INVIVO CYTOKINE EXPRESSION IN NORMAL AND PERTURBED MURINE SKIN - ANALYSIS BY COMPETITIVE QUANTITATIVE POLYMERASE CHAIN-REACTION

Although cells from both epidermis and dermis have been shown to produce a variety of soluble mediators in vitro, it is not clear whether this reflects the in vivo situation. To study in vivo cytokine expression, whole skin as well as dispase-separated epidermis and dermis from normal adult mice were prepared and snap-frozen immediately. RNA was then extracted and analyzed both by conventional and by competitive quantitative polymerase chain reaction. Molecular analysis showed that murine skin in vivo constitutively expresses several cytokine genes at moderate (e.g., interleukin-1alpha) or low (e.g., interleukin-6 and granulocyte-macrophage colony-stimulating factor) abundance.

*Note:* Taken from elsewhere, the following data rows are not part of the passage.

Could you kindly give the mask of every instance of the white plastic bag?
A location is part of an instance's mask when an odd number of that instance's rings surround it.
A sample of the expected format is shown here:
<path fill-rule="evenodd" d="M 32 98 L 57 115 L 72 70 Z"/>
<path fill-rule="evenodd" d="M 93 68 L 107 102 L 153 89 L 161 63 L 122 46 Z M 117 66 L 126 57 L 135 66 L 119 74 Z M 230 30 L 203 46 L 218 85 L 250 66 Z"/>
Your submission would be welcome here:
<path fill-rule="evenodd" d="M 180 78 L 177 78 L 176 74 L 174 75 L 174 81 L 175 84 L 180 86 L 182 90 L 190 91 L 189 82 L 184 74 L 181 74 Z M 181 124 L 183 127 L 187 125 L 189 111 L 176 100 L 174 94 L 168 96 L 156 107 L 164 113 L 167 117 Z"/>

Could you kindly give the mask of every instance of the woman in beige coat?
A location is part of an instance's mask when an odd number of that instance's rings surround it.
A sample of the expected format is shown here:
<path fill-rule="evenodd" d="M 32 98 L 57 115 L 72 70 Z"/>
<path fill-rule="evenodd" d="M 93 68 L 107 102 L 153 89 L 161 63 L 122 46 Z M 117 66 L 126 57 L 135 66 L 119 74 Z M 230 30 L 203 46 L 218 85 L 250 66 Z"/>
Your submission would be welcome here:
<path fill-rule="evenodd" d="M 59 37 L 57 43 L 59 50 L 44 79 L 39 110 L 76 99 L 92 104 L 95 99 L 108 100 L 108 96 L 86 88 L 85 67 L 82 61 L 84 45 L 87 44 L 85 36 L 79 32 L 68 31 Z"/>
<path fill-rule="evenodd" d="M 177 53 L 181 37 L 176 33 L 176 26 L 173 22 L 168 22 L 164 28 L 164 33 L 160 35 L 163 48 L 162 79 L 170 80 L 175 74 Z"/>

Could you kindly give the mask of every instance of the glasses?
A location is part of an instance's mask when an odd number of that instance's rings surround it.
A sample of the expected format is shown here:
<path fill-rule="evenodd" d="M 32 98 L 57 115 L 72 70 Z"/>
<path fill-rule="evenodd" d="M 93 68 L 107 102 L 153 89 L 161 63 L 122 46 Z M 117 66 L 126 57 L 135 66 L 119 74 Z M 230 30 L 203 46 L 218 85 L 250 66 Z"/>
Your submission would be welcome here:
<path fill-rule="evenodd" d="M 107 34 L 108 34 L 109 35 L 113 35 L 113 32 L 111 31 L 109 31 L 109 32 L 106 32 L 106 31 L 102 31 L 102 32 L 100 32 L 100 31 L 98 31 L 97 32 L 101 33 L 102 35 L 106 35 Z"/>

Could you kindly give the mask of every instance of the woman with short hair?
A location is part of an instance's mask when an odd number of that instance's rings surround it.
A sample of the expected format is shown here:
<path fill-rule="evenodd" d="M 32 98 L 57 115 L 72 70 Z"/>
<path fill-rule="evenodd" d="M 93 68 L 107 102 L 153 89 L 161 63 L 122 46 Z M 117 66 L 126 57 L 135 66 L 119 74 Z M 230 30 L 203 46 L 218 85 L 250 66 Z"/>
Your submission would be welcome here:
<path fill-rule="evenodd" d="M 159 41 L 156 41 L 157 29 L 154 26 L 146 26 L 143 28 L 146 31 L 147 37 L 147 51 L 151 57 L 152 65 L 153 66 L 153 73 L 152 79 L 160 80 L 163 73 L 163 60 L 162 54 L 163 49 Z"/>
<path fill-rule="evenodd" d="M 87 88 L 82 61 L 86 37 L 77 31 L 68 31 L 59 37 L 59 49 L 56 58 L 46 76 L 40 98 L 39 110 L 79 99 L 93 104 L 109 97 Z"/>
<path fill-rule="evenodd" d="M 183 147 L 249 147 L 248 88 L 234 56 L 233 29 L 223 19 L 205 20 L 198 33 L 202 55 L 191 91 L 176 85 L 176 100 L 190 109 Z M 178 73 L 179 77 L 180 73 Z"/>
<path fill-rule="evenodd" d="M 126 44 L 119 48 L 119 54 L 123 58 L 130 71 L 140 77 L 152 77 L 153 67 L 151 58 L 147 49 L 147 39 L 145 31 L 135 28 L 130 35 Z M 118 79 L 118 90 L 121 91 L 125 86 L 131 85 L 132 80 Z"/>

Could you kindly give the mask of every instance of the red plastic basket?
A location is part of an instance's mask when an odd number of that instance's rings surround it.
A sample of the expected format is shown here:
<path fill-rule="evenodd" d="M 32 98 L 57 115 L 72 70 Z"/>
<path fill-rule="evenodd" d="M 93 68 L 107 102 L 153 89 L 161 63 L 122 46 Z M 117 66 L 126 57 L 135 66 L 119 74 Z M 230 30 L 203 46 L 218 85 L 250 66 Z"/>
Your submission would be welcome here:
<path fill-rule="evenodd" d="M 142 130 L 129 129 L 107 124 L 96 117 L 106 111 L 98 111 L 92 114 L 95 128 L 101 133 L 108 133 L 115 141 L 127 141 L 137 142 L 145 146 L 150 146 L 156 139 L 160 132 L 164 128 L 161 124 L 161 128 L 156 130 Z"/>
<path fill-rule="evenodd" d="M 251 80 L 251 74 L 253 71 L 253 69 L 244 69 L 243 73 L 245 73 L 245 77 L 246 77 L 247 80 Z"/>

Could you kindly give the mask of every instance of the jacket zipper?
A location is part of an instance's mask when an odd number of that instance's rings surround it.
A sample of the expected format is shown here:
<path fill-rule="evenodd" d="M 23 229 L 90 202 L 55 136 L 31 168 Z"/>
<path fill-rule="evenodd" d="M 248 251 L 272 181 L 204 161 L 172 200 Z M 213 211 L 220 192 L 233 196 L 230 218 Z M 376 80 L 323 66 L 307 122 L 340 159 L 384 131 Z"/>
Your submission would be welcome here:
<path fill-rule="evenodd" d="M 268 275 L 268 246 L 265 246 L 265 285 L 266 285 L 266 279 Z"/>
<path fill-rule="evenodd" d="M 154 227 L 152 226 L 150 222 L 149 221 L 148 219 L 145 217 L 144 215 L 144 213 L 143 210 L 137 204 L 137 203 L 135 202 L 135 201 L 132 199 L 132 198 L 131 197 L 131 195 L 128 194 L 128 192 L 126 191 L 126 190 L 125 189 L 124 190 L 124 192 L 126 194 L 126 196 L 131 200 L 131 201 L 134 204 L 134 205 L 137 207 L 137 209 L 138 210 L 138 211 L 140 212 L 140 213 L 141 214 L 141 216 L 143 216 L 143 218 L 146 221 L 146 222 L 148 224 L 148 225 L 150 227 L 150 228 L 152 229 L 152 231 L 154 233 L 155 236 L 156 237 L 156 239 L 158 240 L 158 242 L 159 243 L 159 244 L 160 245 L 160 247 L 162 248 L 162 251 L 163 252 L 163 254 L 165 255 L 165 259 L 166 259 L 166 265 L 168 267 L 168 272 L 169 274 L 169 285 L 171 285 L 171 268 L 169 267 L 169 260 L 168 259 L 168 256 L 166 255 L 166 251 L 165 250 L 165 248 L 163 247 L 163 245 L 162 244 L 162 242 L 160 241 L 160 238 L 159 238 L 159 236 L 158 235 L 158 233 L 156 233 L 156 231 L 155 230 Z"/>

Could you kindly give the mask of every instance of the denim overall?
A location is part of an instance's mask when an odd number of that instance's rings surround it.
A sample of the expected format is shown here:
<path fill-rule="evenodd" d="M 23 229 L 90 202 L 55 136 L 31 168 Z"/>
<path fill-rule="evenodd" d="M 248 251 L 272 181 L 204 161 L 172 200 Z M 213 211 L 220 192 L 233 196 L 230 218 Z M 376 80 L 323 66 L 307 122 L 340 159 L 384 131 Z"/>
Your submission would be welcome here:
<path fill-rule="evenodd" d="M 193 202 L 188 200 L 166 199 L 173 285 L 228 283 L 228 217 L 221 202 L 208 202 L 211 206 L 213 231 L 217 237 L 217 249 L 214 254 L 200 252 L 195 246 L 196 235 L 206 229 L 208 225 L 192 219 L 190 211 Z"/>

A striking, rapid upregulation was observed for some of these cytokines in the process of tissue separation. Of interest, the epidermal and dermal compartments exhibited different induction patterns: interleukin-1alpha, granulocyte-macrophage colony-stimulating factor, and tumor necrosis factor-alpha expression were detected preferentially in the epidermis, whereas upregulation of interleukin-6 was found to be most prominent in the dermis. This pattern of cytokine expression was also reflected in supernatants generated from the respective single-cell suspensions. Thus, this study determines the baseline in vivo cytokine expression in the skin and the occurrence of immediate, compartment-specific alterations on perturbation. These data should contribute to our understanding of both skin homeostasis and the host-defense mechanisms initiated following injury to this organ.